The validator_guard plugin automates signing-key restoration for validator accounts. When a validator's signing key is reset to null (disabling block production), the plugin detects the change and broadcasts a validator_update_operation to restore the key — without manual intervention.


When to Use This Plugin

  • Your validator account can have its signing key nulled by an emergency consensus master, a security protocol, or manual action.
  • Without this plugin you must monitor the on-chain key and restore it by hand before your scheduled slot.
  • With this plugin the node watches for null keys every N blocks and restores them automatically.

Enabling the Plugin

ini
plugin = validator_guard

Configuration

OptionDefaultDescription
validator-guard-enabledtrueEnable or disable the plugin globally.
validator-guard-interval20Check interval in blocks (~60 s at 3 s/block).
validator-guard-validatorJSON triplet [name, signing_wif, active_wif]. Repeatable.
validator-guard-disable5Consecutive blocks produced by a single validator before auto-disabling it. 0 = disabled.
validator-guard-disable-on-shutdowntrueOn graceful shutdown, null the signing key of every configured validator still enabled on-chain so the network stops scheduling this node while it is offline.
validator-guard-shutdown-grace10Seconds to keep re-broadcasting the shutdown disable transactions so peers have time to receive and relay them. Keep below the container/process kill timeout.

The plugin also reads enable-stale-production from the validator plugin config.

Example

ini
plugin = validator_guard

# Monitor one validator
validator-guard-validator = ["alice", "5K_SIGNING_WIF", "5K_ACTIVE_WIF"]

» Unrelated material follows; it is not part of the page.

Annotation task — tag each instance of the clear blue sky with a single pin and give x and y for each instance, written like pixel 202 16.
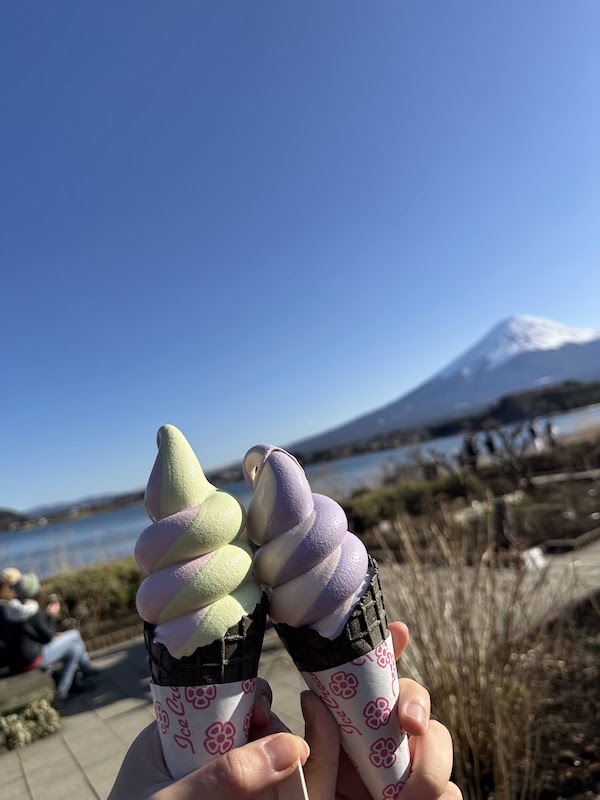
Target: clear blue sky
pixel 256 220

# Monitor a second validator
validator-guard-validator = ["alice.backup", "5J_SIGNING_WIF", "5J_ACTIVE_WIF"]

# Check every 10 blocks
validator-guard-interval = 10

Security: The active private key is stored in plain text in config.ini. Restrict file permissions (chmod 600 config.ini) and avoid exposing the file to untrusted processes.


How It Works

Startup

  1. Parses and validates all configured WIF keys.
  2. If enable-stale-production = true, auto-restore starts disabled (see Safety Guards).
  3. After the chain database opens, verifies each configured active key against on-chain authority. Validators whose accounts are not found or whose keys do not match are removed from monitoring with a warning.
  4. Runs an immediate check; caches the result to align with the periodic schedule.

Per-Block Handler

On every block:

  1. Consecutive-block auto-disable: If a monitored validator produced validator-guard-disable consecutive blocks, a validator_update_operation with a null key is broadcast to disable it, and the validator is flagged as auto-disabled. Any block by a different validator resets all consecutive counters.
  2. Transaction confirmation: Scans for pending restore transaction IDs in the block. On match, marks the restore confirmed and clears tracking state.
  3. Look-ahead scheduling: If any monitored validator is scheduled within the next 3 slots, triggers an immediate check so the key can be restored before the slot arrives.
  4. Periodic check: Otherwise runs the core check every validator-guard-interval blocks. While the node is still catching up after startup, checks run every 10 blocks.

Core Check

Each check (in order):

  1. Stale production guard: If enable-stale-production is active and network participation < 33%, skips all restoration. Auto-clears when participation reaches ≥ 33%.
  2. Sync check: Skips if head block time is more than 2 block intervals behind wall clock.
  3. Long fork safety: Skips if LIB is older than 200 seconds.
  4. Expiry cleanup: Expires stale in-flight restore attempts so they can be retried.
  5. Key check per validator: Reads the on-chain signing key.
    • Key present → clears pending restore state and auto-disabled flag.
    • Key null + validator was auto-disabled → skips auto-restore (operator must investigate).
    • Key null + no restore in-flight → calls send_witness_update.

Restore Transaction

  1. Builds a validator_update_operation preserving the current on-chain URL and setting the signing key to the configured public key.
  2. Wraps in a signed_transaction with 30-second expiration and current head block reference.
  3. Signs with the configured active private key.
  4. Broadcasts via P2P.
  5. Tracks the transaction ID in _pending_confirmations to prevent duplicate sends.

Graceful Shutdown

When the node shuts down, the plugin disables every configured validator that is still enabled on-chain (non-null signing key), so the network stops scheduling this node while it is offline and no blocks are missed. This is the inverse of the startup restore: a clean shutdown nulls the keys, and the next startup restores them automatically via the periodic check.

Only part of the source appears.